The mechanical cues sensed by cells growing on a scaffold, are generated by complex interactions involving the macroporous biomaterial, the hydrogel or liquid inside the scaffold pores, and the cells themselves (Levy-Mishali et al., 2009; Purslow, 2010). While mimicking the elastic properties of fat tissues (~2kPa in humans) can promote adipogenesis (Rowlands et al., 2008; Young et al., 2013; Ghasemi-Mobarakeh et al., 2015), mimicking the elastic properties of skeletal muscles (~10kPa) can promote myoblast fusion, and MSC differentiation to the muscle lineage (Discher et al., 2005; Engler et al., 2006; Rowlands et al., 2008; Lesman et al., 2011; Lapin et al., 2013; Loh and Choong, 2013; Ghasemi-Mobarakeh et al., 2015; Qazi et al., 2015; Perry et al., 2017b).

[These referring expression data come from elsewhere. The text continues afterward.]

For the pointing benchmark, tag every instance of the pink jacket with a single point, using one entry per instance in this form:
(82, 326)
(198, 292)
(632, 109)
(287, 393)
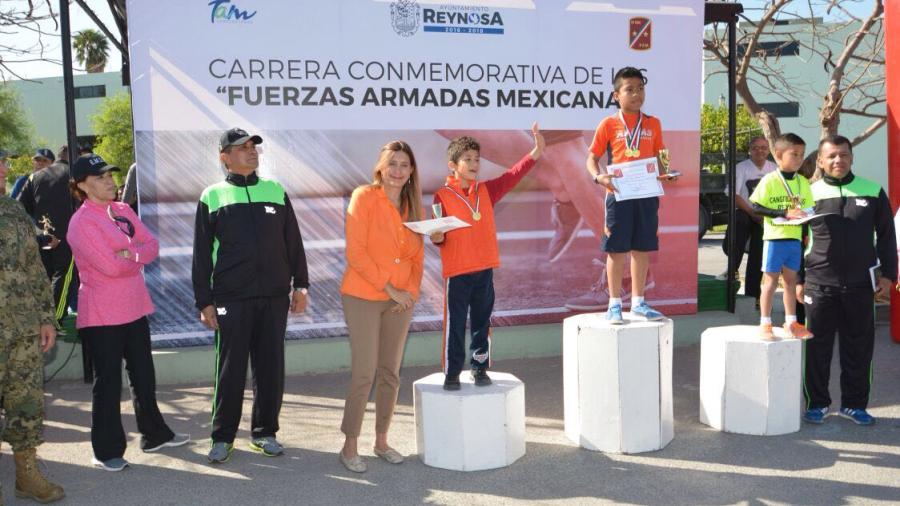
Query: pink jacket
(112, 290)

Generating an intricate scaffold with several spatially organized cell niches, and a set of large pores for media perfusion, can mimic natural microenvironments found in the skeletal muscle and further modulate cell localization and differentiation (Zeltinger et al., 2001; Reilly and Engler, 2010; Park et al., 2011; Tse and Engler, 2011; Loh and Choong, 2013).
Hydrogels are ubiquitous in the field of tissue engineering, as they can mimic the 3D environment of the ECM. As such, they are designed with the consideration of their mechanical properties, cytocompatibility, mass transport and degradation kinetics (Drury and Mooney, 2003; Redaelli et al., 2017). Hydrogels can be used as a soft scaffold, as a source material for macroporous scaffolds, or as an ECM-like biomaterial that fills voids of the macroporous scaffolds (Drury and Mooney, 2003; Yegappan et al., 2018). For the latter, hydrogel polymerization must occur after cell seeding, using a cell-compatible solution and protocol (Drury and Mooney, 2003; Redaelli et al., 2017). The gelation kinetics and technique must be scalable, and allow for homogenous gelation throughout the construct (Ruel-Gariépy and Leroux, 2004; Redaelli et al., 2017).

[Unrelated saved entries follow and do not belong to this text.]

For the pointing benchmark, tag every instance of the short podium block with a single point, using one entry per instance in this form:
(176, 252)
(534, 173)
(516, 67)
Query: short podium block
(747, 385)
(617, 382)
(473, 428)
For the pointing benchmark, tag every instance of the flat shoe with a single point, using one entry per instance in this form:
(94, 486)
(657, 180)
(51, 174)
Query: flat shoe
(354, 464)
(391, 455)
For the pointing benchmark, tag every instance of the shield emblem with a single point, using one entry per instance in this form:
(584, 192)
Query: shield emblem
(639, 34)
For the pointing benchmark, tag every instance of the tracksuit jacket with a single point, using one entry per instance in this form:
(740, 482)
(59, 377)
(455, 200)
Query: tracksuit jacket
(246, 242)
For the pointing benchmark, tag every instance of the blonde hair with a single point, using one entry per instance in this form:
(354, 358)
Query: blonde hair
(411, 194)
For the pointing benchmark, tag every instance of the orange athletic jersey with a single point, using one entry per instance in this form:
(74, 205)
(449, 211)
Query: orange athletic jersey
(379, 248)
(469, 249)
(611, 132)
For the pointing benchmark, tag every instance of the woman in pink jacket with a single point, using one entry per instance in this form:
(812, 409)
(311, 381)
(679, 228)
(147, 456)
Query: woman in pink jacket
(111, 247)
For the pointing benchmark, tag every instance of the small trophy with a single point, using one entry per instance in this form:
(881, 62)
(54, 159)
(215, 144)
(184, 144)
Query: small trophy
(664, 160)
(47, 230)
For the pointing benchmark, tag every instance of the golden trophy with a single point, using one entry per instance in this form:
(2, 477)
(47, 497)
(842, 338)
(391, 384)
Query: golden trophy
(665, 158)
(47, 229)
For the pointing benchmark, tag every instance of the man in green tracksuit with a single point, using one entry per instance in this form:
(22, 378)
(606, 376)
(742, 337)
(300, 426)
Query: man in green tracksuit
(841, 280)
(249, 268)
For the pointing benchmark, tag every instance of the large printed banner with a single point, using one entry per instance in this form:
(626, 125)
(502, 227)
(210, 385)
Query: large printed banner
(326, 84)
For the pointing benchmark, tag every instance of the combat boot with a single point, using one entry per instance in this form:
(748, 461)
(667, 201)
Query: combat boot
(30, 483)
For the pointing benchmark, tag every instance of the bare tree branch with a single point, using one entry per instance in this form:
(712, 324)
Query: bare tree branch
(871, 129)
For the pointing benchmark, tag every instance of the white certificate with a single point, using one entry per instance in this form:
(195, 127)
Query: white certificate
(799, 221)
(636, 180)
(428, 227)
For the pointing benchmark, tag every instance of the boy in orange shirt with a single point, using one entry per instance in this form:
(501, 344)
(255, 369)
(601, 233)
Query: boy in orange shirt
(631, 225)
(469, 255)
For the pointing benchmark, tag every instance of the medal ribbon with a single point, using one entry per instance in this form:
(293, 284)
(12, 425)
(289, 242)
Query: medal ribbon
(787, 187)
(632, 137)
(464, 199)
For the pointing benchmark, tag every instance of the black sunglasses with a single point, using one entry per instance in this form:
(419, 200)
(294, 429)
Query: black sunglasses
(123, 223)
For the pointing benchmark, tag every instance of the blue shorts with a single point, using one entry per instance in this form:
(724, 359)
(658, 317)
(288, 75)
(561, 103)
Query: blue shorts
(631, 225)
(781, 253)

Hydrogels can be used to produce bio-artificial muscles (BAMs)—strips of engineered skeletal muscle tissues. These constructs can be produced by seeding satellite cells inside a gel, anchored from both sides to mimic tension exerted by tendons (Post, 2012). Like macroporous scaffolds, the anchor points define the dimensions of the tissue and provide it with mechanical support. Over time, the gel shrinks and tension builds up in the BAM, which promotes myotube fusion and protein synthesis (Post and van der Weele, 2014). Gholobova et al. (2015) optimized BAM vascularization, showing fibrin gel is sufficient to form vascularized BAMs. Post (2014) generated circular muscle strips inside collagen/matrigel around hubs of agarose gel. Ten thousand of these strips were required to produce an 85-gram burger.

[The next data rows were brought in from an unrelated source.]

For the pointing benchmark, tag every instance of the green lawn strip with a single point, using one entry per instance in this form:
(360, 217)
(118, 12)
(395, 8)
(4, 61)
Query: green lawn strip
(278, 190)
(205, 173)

In order to recapitulate muscle ECM, hydrogels for clean meat should be made from pre-synthesized ECM, polysaccharides or fibrous proteins. Hydrogels commonly used for skeletal muscle tissue engineering are comprised of biopolymers such as fibrin, collagen, or polysaccharides such as HA, alginate, agarose and chitosan (Drury and Mooney, 2003; Shit and Shah, 2014; Qazi et al., 2015; Wolf et al., 2015).
Fibrin is a naturally occurring fibrous protein that forms blood clots in injury sites. It is biologically designed to be a temporary scaffold for de-novo tissue regeneration in-vivo, which can degrade over days in cell media (Jockenhoevel et al., 2001; van Hinsbergh et al., 2001). As such, it is commonly used as a hydrogel for muscle tissue engineering (Koning et al., 2009). Fibrin gel is generated under the thrombin-mediated enzymatic cleavage of fibrinogen, which can be expressed in CHO cells (Harrysson and Lövgren, 2012; Hirashima et al., 2016).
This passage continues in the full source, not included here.